New voices often find themselves writing for free

Now is probably not the right time to enter the world of film criticism, but don’t tell that to aspiring pundits. Even as the professional ranks implode, young writers are expressing their passion by any means necessary.

Keith Uhlich, 31, runs a blog called the House Next Door. “Indiana Jones and the Kingdom of the Crystal Skull” will probably make his top 10 list but not “The Dark Knight,” which he dissed in 1,500 words earlier this year. Like many of the writers who contribute to the site, Uhlich would like nothing more than to make a living reviewing movies.

“I want to be a critic,” he says, “but more important, I am one already. A lot of people get hung up on the monetary issue, and I understand why. If you’re looking at this as a (paying) profession, at this point it seems untenable.”

When the site launched, it paid by the post; now contributors do it for the clips and experience. Some, like 22-year-old NYU grad Vadim Rizov and 31-year-old Kristi Mitsuda, have parlayed their uncompensated Web work into paying gigs.

“Film criticism is definitely a sideline,” Mitsuda says. “I’m always going to be pursuing it, but it doesn’t feel at all viable.”

Rizov writes for the Village Voice, Sight & Sound and Nerve.com’s film blog, supplementing his freelance income — as nearly all aspiring critics do — with a day job (in his case, as a projectionist at a local university).

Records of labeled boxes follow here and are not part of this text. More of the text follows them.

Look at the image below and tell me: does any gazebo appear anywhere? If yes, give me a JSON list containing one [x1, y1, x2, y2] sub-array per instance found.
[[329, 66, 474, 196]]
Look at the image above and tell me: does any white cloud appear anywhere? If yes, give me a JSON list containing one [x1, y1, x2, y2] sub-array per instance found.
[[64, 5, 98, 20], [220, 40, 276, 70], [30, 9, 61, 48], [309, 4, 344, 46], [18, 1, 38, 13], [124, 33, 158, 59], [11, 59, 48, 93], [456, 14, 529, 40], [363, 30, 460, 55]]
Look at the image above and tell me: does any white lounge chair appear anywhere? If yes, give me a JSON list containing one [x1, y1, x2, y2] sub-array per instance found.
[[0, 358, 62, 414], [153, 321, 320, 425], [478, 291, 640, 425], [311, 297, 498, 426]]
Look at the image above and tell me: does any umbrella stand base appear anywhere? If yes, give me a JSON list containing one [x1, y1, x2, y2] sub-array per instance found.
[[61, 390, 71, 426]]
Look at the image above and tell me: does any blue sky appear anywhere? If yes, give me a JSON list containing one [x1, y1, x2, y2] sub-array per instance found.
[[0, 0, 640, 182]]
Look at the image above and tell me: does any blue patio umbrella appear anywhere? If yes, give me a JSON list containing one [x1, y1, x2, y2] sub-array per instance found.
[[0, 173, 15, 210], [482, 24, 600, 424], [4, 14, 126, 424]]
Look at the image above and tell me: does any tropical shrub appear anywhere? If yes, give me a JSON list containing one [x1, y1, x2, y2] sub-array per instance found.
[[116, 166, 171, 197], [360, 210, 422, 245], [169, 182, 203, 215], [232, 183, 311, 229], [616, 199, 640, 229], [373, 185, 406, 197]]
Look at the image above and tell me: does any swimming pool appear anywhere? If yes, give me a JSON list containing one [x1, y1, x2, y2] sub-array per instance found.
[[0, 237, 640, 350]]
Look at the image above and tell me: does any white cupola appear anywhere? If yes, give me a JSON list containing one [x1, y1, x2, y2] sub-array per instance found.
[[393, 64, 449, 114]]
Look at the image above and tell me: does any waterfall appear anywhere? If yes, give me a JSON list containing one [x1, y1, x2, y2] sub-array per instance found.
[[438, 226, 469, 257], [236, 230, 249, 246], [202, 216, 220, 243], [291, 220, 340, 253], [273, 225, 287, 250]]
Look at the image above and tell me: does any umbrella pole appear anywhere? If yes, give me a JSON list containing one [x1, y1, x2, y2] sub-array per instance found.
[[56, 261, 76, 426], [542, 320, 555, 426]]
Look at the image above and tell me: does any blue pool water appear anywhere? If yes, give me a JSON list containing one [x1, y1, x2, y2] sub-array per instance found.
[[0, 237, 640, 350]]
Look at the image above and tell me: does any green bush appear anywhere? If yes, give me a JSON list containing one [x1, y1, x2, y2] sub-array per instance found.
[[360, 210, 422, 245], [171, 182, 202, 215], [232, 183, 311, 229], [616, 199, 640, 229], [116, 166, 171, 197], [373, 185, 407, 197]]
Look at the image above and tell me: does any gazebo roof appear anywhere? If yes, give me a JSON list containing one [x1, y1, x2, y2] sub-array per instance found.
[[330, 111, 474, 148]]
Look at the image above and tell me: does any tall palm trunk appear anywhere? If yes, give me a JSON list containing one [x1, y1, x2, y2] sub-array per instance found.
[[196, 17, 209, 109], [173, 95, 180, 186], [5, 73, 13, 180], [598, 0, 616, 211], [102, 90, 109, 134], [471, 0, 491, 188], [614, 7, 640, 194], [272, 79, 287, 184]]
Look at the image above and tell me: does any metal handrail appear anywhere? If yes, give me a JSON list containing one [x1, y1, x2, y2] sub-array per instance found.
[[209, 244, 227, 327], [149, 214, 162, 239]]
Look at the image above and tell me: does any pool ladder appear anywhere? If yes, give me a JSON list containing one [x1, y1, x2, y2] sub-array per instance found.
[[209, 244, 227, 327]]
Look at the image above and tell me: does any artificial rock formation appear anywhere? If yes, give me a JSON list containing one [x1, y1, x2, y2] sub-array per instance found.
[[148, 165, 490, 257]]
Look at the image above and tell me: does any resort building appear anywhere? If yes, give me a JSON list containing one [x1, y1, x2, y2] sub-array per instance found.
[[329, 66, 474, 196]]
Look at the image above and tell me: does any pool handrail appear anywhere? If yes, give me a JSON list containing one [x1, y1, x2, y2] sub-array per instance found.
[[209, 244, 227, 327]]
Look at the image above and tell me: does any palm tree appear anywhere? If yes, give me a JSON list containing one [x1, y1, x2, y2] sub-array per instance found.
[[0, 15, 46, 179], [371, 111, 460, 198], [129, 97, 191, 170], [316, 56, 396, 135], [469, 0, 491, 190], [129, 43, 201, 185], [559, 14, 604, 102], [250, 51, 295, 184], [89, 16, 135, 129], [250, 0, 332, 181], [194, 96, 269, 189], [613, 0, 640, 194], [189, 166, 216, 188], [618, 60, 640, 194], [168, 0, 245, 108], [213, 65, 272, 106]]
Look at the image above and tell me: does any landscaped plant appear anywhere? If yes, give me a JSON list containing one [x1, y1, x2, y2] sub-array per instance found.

“Last year I cleared just over $11,000,” Rizov says. “I’m willing to do this for another five years at least, but if I’m 28 and still grinding out $500 worth of capsules every month and living in this crappy apartment, I might just throw my hands up.”

In the meantime, Rizov feels incredibly lucky to be writing for such outlets at his age, though the pinch of shrinking page counts and shorter capsule lengths can be dispiriting. “I think even the worst movie deserves more than 200 words,” he says.

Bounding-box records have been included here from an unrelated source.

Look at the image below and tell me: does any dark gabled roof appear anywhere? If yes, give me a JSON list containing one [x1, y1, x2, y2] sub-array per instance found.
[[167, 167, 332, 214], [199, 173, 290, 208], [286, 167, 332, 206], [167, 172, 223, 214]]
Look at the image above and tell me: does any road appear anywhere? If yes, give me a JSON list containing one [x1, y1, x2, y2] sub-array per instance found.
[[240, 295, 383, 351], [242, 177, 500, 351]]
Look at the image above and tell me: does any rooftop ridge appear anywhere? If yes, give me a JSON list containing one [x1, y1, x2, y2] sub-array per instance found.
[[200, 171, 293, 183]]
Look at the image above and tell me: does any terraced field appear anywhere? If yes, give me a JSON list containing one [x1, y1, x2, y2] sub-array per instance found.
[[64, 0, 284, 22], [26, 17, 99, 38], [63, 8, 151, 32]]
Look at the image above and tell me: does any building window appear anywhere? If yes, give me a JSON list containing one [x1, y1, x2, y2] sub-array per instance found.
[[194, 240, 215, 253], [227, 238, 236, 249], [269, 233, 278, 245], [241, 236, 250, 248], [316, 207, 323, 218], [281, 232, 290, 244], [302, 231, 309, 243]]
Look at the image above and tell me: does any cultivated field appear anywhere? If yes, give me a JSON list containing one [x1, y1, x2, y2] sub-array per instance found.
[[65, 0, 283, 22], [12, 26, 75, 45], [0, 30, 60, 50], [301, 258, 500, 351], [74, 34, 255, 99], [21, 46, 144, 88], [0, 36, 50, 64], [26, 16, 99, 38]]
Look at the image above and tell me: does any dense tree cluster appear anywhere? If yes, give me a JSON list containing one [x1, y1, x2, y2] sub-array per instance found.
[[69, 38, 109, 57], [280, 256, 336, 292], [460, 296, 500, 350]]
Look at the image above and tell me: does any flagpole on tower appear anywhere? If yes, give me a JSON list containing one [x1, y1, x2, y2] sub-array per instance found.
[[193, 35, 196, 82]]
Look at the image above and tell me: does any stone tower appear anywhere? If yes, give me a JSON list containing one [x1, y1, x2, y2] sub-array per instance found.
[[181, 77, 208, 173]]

That’s one reason sites like House and Reverse Shot continue to attract unpaid submissions from young writers, even after they move on to more mainstream gigs.

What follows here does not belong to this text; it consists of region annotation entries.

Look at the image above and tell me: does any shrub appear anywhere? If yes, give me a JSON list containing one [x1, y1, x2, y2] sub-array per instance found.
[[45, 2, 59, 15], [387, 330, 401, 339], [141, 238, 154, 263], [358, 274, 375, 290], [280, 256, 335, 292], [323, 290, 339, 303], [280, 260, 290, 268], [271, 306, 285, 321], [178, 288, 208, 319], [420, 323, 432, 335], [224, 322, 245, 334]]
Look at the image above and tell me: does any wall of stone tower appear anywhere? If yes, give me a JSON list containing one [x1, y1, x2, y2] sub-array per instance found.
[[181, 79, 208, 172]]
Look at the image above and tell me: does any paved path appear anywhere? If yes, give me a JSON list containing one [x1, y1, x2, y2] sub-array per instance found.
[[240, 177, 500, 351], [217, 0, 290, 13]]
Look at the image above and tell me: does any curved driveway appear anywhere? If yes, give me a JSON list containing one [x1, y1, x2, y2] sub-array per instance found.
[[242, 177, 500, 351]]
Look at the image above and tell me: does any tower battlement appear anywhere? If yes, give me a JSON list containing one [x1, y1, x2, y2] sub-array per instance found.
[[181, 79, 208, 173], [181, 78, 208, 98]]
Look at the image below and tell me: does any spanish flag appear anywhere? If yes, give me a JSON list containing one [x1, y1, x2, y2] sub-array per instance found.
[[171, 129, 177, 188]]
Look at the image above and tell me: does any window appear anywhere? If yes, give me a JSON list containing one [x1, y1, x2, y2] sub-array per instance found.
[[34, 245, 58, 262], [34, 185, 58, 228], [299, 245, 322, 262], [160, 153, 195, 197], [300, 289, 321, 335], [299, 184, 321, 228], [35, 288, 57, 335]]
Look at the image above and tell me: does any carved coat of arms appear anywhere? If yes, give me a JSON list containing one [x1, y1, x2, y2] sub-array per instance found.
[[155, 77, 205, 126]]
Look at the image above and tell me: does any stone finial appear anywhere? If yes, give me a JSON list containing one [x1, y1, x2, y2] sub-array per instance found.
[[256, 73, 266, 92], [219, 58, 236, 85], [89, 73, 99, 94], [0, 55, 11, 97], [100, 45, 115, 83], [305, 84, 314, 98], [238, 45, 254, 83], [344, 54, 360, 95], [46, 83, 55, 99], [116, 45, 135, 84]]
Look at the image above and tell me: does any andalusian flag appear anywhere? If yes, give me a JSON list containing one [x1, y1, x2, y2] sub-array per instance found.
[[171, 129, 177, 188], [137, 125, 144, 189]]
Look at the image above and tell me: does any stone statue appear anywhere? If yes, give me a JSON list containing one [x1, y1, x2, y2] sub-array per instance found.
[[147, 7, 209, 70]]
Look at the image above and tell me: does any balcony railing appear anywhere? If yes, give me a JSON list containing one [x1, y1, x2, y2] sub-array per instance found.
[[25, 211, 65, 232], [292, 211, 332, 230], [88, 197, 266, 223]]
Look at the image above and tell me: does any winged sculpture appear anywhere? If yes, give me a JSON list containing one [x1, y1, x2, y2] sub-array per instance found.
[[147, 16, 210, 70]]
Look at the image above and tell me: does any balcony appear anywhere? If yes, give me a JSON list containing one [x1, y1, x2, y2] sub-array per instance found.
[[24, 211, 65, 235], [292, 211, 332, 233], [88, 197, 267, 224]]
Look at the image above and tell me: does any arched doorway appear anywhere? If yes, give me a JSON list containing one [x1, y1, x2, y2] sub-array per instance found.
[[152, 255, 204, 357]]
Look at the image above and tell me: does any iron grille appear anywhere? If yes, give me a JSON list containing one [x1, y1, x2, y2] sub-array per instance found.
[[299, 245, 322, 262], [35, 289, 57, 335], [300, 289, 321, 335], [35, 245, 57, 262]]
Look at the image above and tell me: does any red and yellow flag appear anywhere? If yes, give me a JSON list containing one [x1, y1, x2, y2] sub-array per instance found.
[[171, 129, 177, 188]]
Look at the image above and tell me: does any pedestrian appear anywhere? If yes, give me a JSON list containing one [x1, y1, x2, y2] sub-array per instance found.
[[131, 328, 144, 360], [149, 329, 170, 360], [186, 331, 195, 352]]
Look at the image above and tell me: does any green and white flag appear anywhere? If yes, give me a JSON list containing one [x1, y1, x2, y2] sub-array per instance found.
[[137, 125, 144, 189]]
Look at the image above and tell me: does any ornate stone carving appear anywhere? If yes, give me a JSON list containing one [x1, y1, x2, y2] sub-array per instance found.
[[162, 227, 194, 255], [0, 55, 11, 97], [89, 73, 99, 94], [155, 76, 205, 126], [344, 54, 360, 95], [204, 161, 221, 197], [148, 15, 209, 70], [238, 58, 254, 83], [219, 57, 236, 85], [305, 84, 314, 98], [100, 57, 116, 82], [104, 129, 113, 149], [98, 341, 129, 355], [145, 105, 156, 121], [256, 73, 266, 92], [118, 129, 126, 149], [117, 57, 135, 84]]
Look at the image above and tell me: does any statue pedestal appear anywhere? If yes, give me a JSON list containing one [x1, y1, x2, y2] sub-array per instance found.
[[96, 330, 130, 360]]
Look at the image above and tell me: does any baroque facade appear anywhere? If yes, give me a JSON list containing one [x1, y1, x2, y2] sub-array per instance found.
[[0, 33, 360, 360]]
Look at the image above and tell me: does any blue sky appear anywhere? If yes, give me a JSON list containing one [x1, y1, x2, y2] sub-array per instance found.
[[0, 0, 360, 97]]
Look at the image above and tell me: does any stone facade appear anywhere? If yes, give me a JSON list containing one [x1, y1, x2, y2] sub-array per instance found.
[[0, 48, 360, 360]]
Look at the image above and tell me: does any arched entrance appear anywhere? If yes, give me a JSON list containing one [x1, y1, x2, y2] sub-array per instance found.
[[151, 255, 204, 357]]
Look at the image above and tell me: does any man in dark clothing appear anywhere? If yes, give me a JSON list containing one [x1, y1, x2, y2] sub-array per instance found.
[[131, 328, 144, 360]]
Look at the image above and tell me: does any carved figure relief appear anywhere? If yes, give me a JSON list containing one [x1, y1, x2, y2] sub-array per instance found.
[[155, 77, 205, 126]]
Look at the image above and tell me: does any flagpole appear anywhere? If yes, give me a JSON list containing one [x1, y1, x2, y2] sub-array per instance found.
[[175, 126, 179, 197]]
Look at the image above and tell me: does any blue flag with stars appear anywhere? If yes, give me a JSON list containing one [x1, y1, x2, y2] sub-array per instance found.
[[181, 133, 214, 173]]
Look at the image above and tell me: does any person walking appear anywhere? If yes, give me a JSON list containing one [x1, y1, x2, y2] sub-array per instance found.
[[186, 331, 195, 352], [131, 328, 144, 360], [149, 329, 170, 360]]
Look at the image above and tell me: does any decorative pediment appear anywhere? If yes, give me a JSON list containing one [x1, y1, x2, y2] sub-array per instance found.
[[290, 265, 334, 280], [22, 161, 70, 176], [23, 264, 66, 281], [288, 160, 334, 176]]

“You have freedom to say whatever you want,” says Reverse Shot editor Michael Koresky, 29, whose online zine offers his writers an outlet for such opinions. “We don’t have to answer to anyone except ourselves. Because of that freedom, you have to rein it in. There’s a lot of verbal diarrhea on these sites.”

Reverse Shot contributors get paid for reviews syndicated to IndieWire.com but can otherwise write about whatever they please, in some cases revisiting older movies or examining new releases from multiple angles (“Flight of the Red Balloon,” “A Christmas Tale” and “Synecdoche, New York” each attracted a flurry of Reverse/Shot posts this year).

However, while the Web has given many writers a backup source to express their opinions, blog editors must also be pragmatic about content in order to remain profitable.

“At magazines like Cineaste and Filmmaker, they’re not thinking about circulation with every move they make. They do things with creating a picture of the culture in mind. I have to think about traffic every single second,” says 28-year-old Spout.com editor Karina Longworth. “It’s very rare that a film review will be one of our top-10 traffic posts of a week or a month.”

Longworth began reviewing movies while in grad school. “At that point in 2004, I certainly didn’t think I was going to be a Web film critic,” she says, “but at the same time, I probably have more autonomy at my age than most people could ever have hoped for years ago.”

Former Village Voice film editor Dennis Lim — another casualty of the changing print landscape — teaches in NYU’s cultural reporting and criticism program. “My sense is that most young people who get into the field no long harbor any aspirations of landing a cushy job as a critic, which is not something you would have said 10 or even five years ago,” he says. (His successor at the Voice, 34-year-old Nathan Lee, has made a decent living reviewing movies since age 27, but now says he’s finished with film criticism.)

“I’ve never had one of those positions, so that’s never been a reality to me,” says Eric Kohn, the 24-year-old critic who famously live-blogged “Indiana Jones” from Cannes for IndieWire. “The only reality I know is getting by on these different assignments, and having this philosophy of ‘I don’t work for free.'”

Most young writers take unpaid work when they’re starting out, then reach a point where they’re earning enough to get by or must consider another line of work.

“It’s hard to get up your dander for free,” says Nick Pinkerton, a 28-year-old whose Reverse Shot clips landed him steady freelance work from the Village Voice. “Who wants to sit up at 2 a.m. and sweat out 800 words about ‘Step Brothers’ for nothing?”

“Even my (personal) blog, it’s hard to motivate myself,” says 30-year-old Voice freelancer Aaron Hillis. “I’ve gotta get American Express off my back first.”